22.9.05
CARTAS AMERICANAS III
Meu Caro CAA,
Estou em falta para contigo, que há dias que te não escrevo nem te dou conta do estado da Pátria, o que, com os ciclópicos acontecimentos desta última semana e a estonteante velocidade com que as coisas sucedem em Portugal, é falha grave.
Digamos que desde a última carta, a Pátria submergiu ao encanto e ao charme femininos, numa torrente avassaladora de irrecusável feminilidade. Seja para que lado nos viremos, há sempre uma mulher, várias mulheres, homens parecidos com mulheres, outros que querem ser mulheres e se disfarçam de mulheres, e alguns que até já são mais mulheres do que homens.
Na Forças Armadas, por exemplo, quem põe e dispõe são elas: fazem manifestações, expõem reivindicações, dão entrevistas, enfim, pintam a manta de todas as cores possíveis e imaginárias.
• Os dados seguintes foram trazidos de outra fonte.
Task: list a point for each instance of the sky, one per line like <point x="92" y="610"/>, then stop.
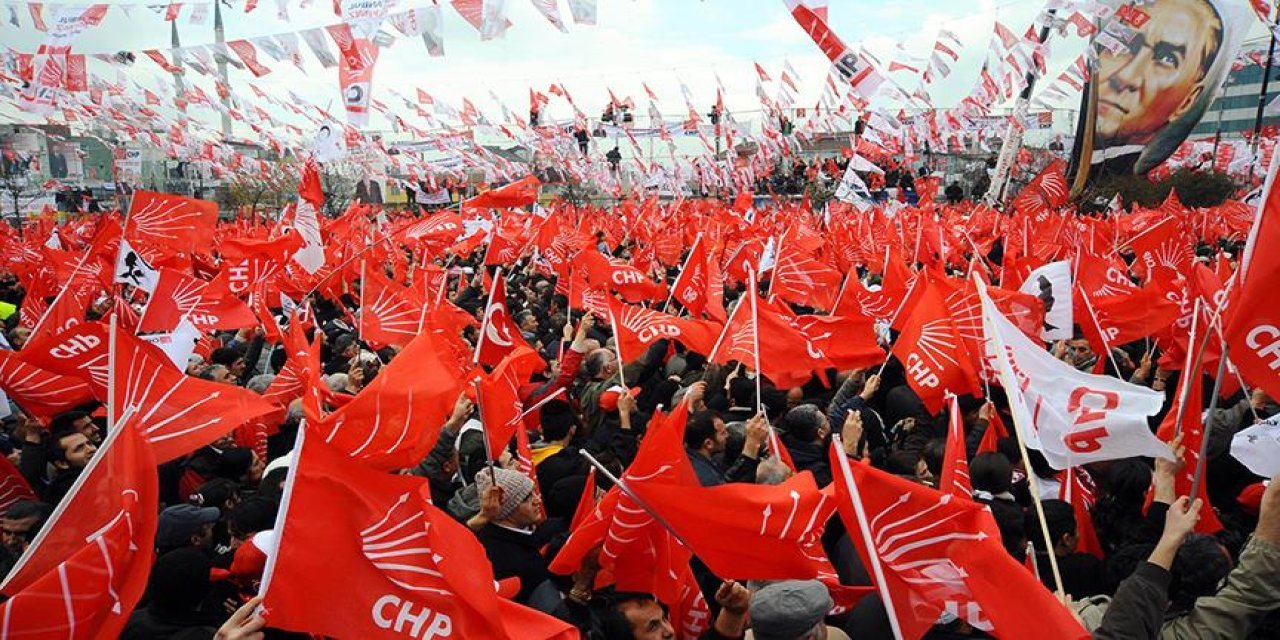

Imagina lá tu que, tendo o Governo proibido os maridos de sair dos quartéis em manifestação de desagrado, foram elas que avançaram, resolutas e impenitentes. Perante este verdadeiro 25 de Abril de saias, esta genuína «perturbação da ordem das Forças Armadas», o Governo, coitado, numa afirmação de máscula soberania, lá foi dizendo que se os maridos das ditas Senhoras desfilassem ao lado delas sofreriam consequências terríveis, como se fosse possível a um poder democrático impedir que as mulheres se fizessem acompanhar dos maridos, ou que homens fardados se obrigassem a prescindir da companhia de Senhoras. Nonsense, meu caro.
Também a televisão, espelho fiel da Pátria, repercutiu esta onda de imensa sensibilidade feminina. Finalmente, estreou o estupendo «Esquadrão G», um programa onde alguns homens que queriam ser mulheres ensinam outros homens que gostam de ser homens a sê-lo. Estranho? Porquê? Muito mais esquisito é vermos uma dúzia de sujeitos a serem depilados e travestidos em directo, com direito a lindas perucas, mini-saias, saltos altos e maquilhagem de qualidade. É o «Srª Dª Lady», novo programa da Sílvia Alberto e do sr. Herman José, que, também esta semana, estreou na SIC. O nome é magnífico! Que bela homenagem ao espírito marialva nacional, tão bem representado naquela música do eterno Marco Paulo (outro híper-sensvel): «uma lady na mesa, ...».
Mas o encanto e a graça femininas não seriam os mesmos sem o episódio com que encerramos a semana em grande: o regresso apoteótico da Drª Fátima Felgueiras, dois anos depois do exílio político a que se viu forçada, com direito a directos televisivos, conferência de imprensa, candidatura à Câmara, sondagens triunfais e ataques de ciúmes em directo na SIC do candidato do PS ao mesmo município. O que a Drª Fátima fez por todos nós, não tem qualificação! Graças a ela e ao bom povo que a adora («é Deus no Céu e a Drª Fátima na terra», como bem dizia uma manifestante) a bananização do continente está, finalmente, em altos e irreversíveis patamares.
Perante este cenário tão agradável, vê lá se voltas mas é quanto antes, para a Pátria que te viu nascer, onde cresceste e te fizeste homem, e deixa lá esses cowboys, que segundo ouvi dizer, andam cheios de vícios e de maus hábitos.